# efficiency of airtight fireplace doors vs an insert



## Korasdad (Jun 5, 2008)

Does anyone have any information on efficiency of airtight fireplace doors vs an insert? Fuel in vs heat out.

Is there any reliable way to calculate such a thing or does the fireplace variables make it impossible?

Country Flame indicates 30k btu from their firedoors. How do they calculate that and how would you find the efficiency?

http://www.countryflame.com/news.php?ID1=3

This compared to an insert such as the Jotul which lists 65k btu and 71% efficiency.

http://www.jotul.com/en-us/wwwjotulus/Main-menu/Products/Wood/Wood-inserts/Jotul-C-550-Rockland/

Thanks, KorasDad


----------



## begreen (Jun 5, 2008)

An insert will be much more efficient, maybe twice as much depending on the fireplace + doors. And an insert can have a blower which can really help distribute the heat.


----------



## burntime (Jun 5, 2008)

Are there really fireplace doors that are sealed?  I could be wrong but I thought all have air gaps.


----------



## PeteD (Jun 5, 2008)

I am still a newb, but I think slapping doors on a non-efficient fireplace is not going to get you much.

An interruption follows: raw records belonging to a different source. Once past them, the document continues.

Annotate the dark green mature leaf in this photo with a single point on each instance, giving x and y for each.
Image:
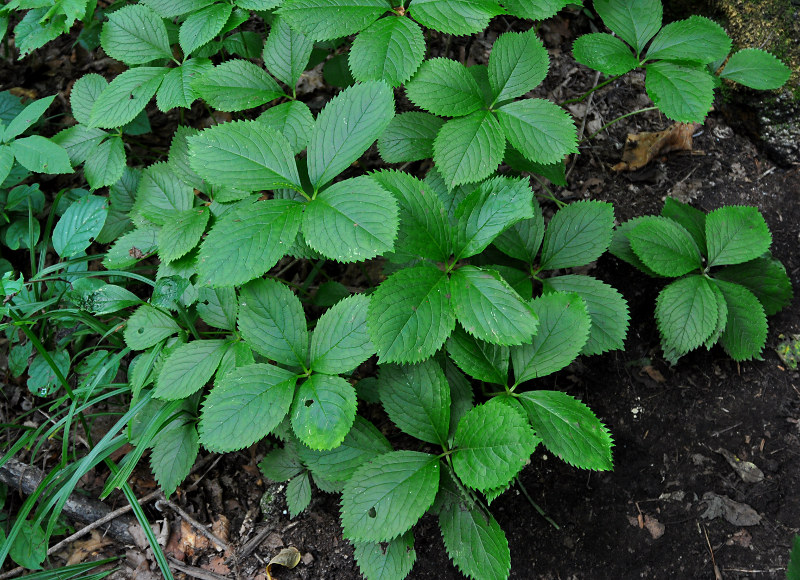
(696, 39)
(248, 241)
(390, 49)
(457, 17)
(539, 129)
(272, 321)
(686, 314)
(444, 87)
(410, 315)
(329, 19)
(746, 330)
(246, 405)
(635, 22)
(664, 246)
(489, 309)
(756, 69)
(493, 442)
(387, 496)
(468, 149)
(517, 64)
(569, 429)
(135, 35)
(564, 325)
(244, 154)
(417, 400)
(605, 53)
(683, 92)
(577, 235)
(346, 127)
(352, 220)
(736, 234)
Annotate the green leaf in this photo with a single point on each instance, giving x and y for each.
(564, 325)
(246, 405)
(493, 443)
(346, 127)
(686, 314)
(489, 309)
(541, 130)
(696, 39)
(469, 149)
(236, 85)
(148, 326)
(329, 19)
(183, 234)
(40, 155)
(392, 561)
(340, 341)
(605, 53)
(424, 228)
(135, 35)
(664, 246)
(387, 496)
(481, 360)
(286, 52)
(203, 26)
(746, 330)
(736, 234)
(417, 400)
(577, 235)
(457, 17)
(634, 22)
(323, 411)
(410, 315)
(517, 64)
(272, 321)
(756, 69)
(683, 92)
(476, 543)
(79, 225)
(766, 278)
(569, 429)
(605, 306)
(390, 49)
(126, 96)
(352, 220)
(409, 137)
(444, 87)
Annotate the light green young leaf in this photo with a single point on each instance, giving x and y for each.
(390, 49)
(577, 235)
(352, 220)
(272, 321)
(517, 64)
(410, 314)
(539, 129)
(246, 405)
(417, 400)
(736, 234)
(569, 429)
(323, 411)
(493, 442)
(756, 69)
(564, 325)
(135, 35)
(346, 127)
(79, 225)
(444, 87)
(387, 496)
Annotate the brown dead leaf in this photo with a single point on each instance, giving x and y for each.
(642, 148)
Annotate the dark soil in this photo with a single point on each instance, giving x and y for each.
(646, 519)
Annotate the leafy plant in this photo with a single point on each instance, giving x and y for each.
(728, 283)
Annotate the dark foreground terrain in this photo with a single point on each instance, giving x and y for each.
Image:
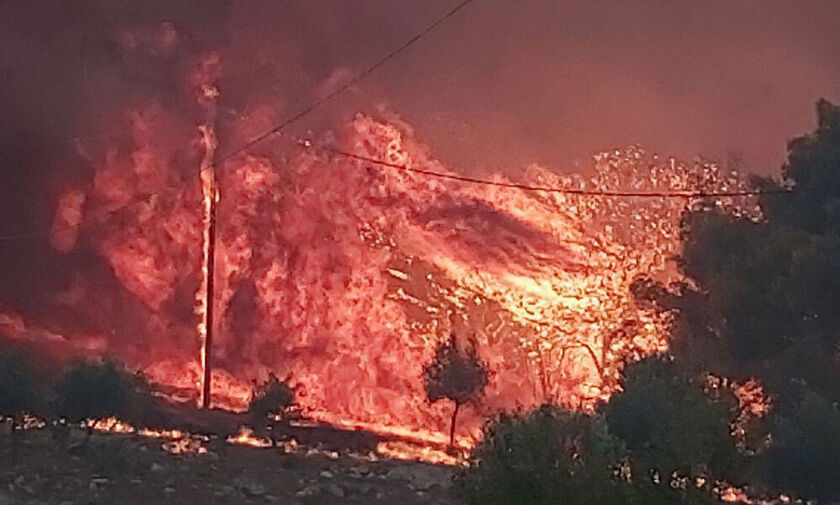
(132, 470)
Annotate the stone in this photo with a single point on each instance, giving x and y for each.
(251, 489)
(336, 490)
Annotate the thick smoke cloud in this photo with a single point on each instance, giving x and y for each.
(502, 85)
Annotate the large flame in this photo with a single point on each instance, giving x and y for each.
(344, 275)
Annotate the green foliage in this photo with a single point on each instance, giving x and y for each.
(805, 457)
(762, 303)
(768, 290)
(549, 456)
(553, 456)
(669, 424)
(95, 390)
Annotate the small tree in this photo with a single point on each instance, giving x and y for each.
(805, 456)
(670, 425)
(456, 374)
(271, 400)
(89, 391)
(19, 393)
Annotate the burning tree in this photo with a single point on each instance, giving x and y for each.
(271, 400)
(457, 374)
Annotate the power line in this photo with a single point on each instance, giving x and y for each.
(348, 84)
(303, 112)
(551, 189)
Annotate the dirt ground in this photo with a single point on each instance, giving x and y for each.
(131, 470)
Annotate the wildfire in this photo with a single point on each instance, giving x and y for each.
(344, 276)
(411, 452)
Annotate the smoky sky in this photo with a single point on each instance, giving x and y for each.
(499, 86)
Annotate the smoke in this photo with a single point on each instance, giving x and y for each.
(337, 272)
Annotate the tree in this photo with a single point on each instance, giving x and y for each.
(92, 390)
(761, 303)
(456, 374)
(805, 457)
(556, 456)
(272, 399)
(670, 426)
(766, 291)
(20, 393)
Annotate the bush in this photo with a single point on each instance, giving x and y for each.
(554, 456)
(669, 424)
(271, 400)
(551, 456)
(95, 390)
(805, 457)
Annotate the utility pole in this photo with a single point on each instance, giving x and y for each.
(210, 193)
(210, 197)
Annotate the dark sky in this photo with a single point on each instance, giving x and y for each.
(509, 83)
(501, 85)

You either need an insert, a stove, or an energy efficient fireplace (assuming that you do not have masonry now, but rather pre-fab).

If you have masonry fireplace (not prefab), I think you want an insert to really gain heating value.

Pete


----------



## granpajohn (Jun 5, 2008)

I think lovers of fire, especially those of us who live in temperate climates, have owned or looked carefully at ways to keep an open hearth fire while still scavanging more and more heat from it. So, just a few quick notes on my own research.

1. There are doors made that are airtight, and good looking. They have gaskets and cam locks. They are costly.
2. Combined with a tube heater style of device, they make heat. But, the two items have to fit together well.
3. Items 1 and 2 together will cost about the same as an insert. The monkey wrench is the possible chimney relining that probably wouldn't be needed with the doors; might be with the insert.
4. As you know, the insert will make more heat with less wood. But consider that it may also last longer. Depends on burning habits, of course.

It sounds like I'm trying to sell the insert idea, but I think the door/hearth heater system is good for fellow southerners who are interested in architectural appearance and don't plan to burn fires too often.

In my own case, we used a very nice door/tube heater combination for a few years because I received it as a hand me down. It had glass, not ceramic, doors which don't radiate like the ceramic glass of the Quadrafire. So take that into account also.

OK, my post is too long. Sorry.


----------



## webbie (Jun 5, 2008)

There are a lot of variables. An inside fireplace with doors may perform well, but an exterior one is not going to be very efficient. 

Another item of big concern to me is that most fireplaces are incorrectly built, and the only reason more homes do not burn down is that the fireplaces see little or no use. Put some doors on them, and use them for many hours and it would be easy to overheat house framing that was too close. With an insert, you have an extra two walls of steel...


----------



## gpcollen1 (Jun 5, 2008)

I have an insert, freestanding and a fireplace with doors that do not seal - dare I say on an outside wall.  I can throw some serious heat from my fireplace but it is at a large expense of wood.  I save some large pieces for some overnight burns on the weekend too so I have a few coals in the morning and burn a ton of wood when I cook here good.  I do love cooking some steaks in the fireplace though.  Problem is, with no fire, all it does is slowly radiate cold air.  So in a cold climate I would say no way on the fireplace v an insert.  It is not even close if you want heat and efficiency.

...and my house will not burn down b/c of my fireplace...


----------